Every once in a while, Grandma would decide to go to town, it was usually a Saturday after milking. Packy harnessed the horse and cart while grandma started preparing herself. She stripped herself to the skin with the usual scrubbing of her body. Then she put on her good clothes. I helped her with her stays. I fastened them up the front and all the petticoats that she put on.

Then came her bodice. A work of art. It was purple satin and the whole front was embroidered with jet beads. The back had to be fastened with buttons and loops and the collar with hooks and eyes. Her boots had to be fastened up with a buttonhook. Then came her hair. Grandma as a young woman had deep red hair and she had kept a coil of it. This she placed on the crown of her head and eyeing herself in the mirror, scooped up the rest of her grey hair and kept it in place with combs and pins. It gave her the look of having three times the hair she had.

Her hat was another work of art, black with a deep crown and a beaded brim and a veil which came right down over her face and fastened under her chin. After that her black plush coat, another beautiful garment. It always struck me as a great pity that she did not go to town in something better looking than a horse and cart with seaweed, sometimes a calf and potatoes. I wanted the cart painted with gold and the shafts painted red. But the only gold in her cart was in the straw at the bottom of it.
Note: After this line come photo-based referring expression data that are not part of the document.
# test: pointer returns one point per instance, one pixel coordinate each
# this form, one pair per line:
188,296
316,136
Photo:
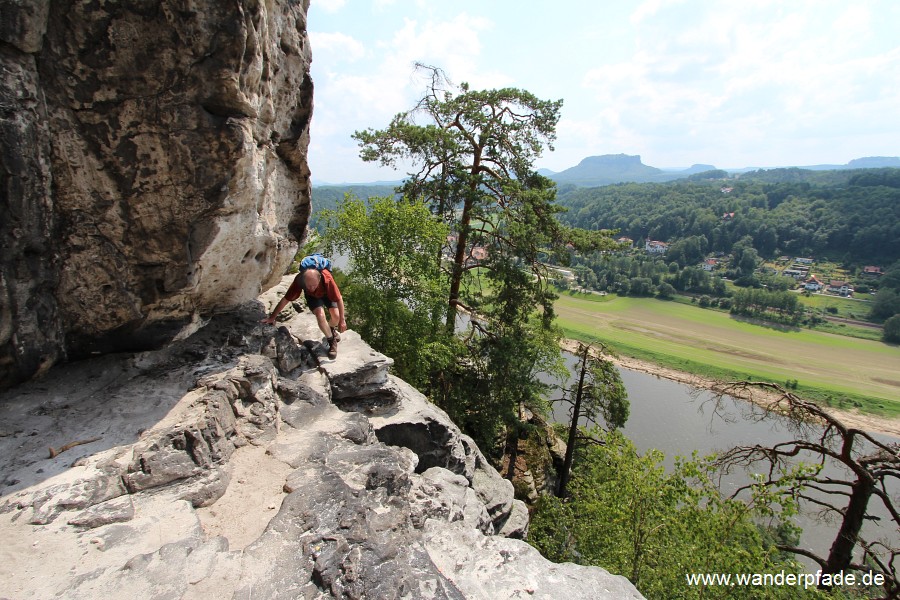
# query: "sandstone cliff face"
152,167
242,463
In town the cart was left in the yard with all those of the country people and islanders. The first stop was a shop. The shopkeeper would rush out and shake her hand, ask about the island and then conduct us through into a back room which was also a pub. Grandma was treated to something to warm her up after a long trek. I was not forgotten, I was given a glass of orange juice with little artificial leaves of orange floating around in it, and a handful of iced biscuits. Then she'd give orders for what she wanted, and she never bought anything in small quantities.

We went to the ironmongers, for globes, candles, maybe a new twig to sweep the floor. Then the butcher's where we bought fresh meat for the tea that evening, a piece of pickled beef for Sunday, and pig's cheeks for the week. Then the draper's for wool, needles and threads. We never had to carry anything back, not even a packet of needles. Everything was sent down to the cart by the shop boys.

On my way home I asked Grandma had she ever travelled anywhere. And she said no, she had not been further than one mile from a cow dung. Once home all her finery had to be taken off. It always struck me as funny - if the shopkeepers had seen Grandma taking off her lovely clothes and me taking off mine, and going out to the cows in old frocks and bare feet.

Grandma thought more of the spirits than religion. In spring, although busy with cattle, setting the clucking hens on clutches, she did not forget the spirit of spring. She sent us children off to get wild flowers. We tied them up in bundles with thread and threw them up on the thatch of the house and the dairy. When there was sickness in a human, a cow or a horse, she had a remedy. She grew herbs, one which she smoked in her pipe, and she said that this herb helped her throat. She used garlic and whiskey and brown sugar if someone had a bad cold and for boils and cuts she'd make poultices of herbs mixed with white bread. She could cure a lot of things, cows and chickens. If they didn't get well, they died and that was just accepted. There were things you could cure and things you couldn't.

And alas for Grandma, when she became ill with her final illness, there was no cure for that. She was taken back to the foot of the mountain where she had come from, and buried in Drumcliff cemetery. She lies there now beside my grandfather and some of her children in that quiet piece of earth, far from the sea and the sound of sea and the sight of it. But there's one thing she'll have there, if she ever feels like getting up and having a walk, she will have a road under her feet.

Rosaleen Ferguson lived with her Grandmother and her Aunt Katie Haren on Coney Island during the war years, while her mother went to work in Glasgow. After the war she moved to Edinburgh. Coney Island Memoir first appeared in Force Ten, the Journal of North West Ireland.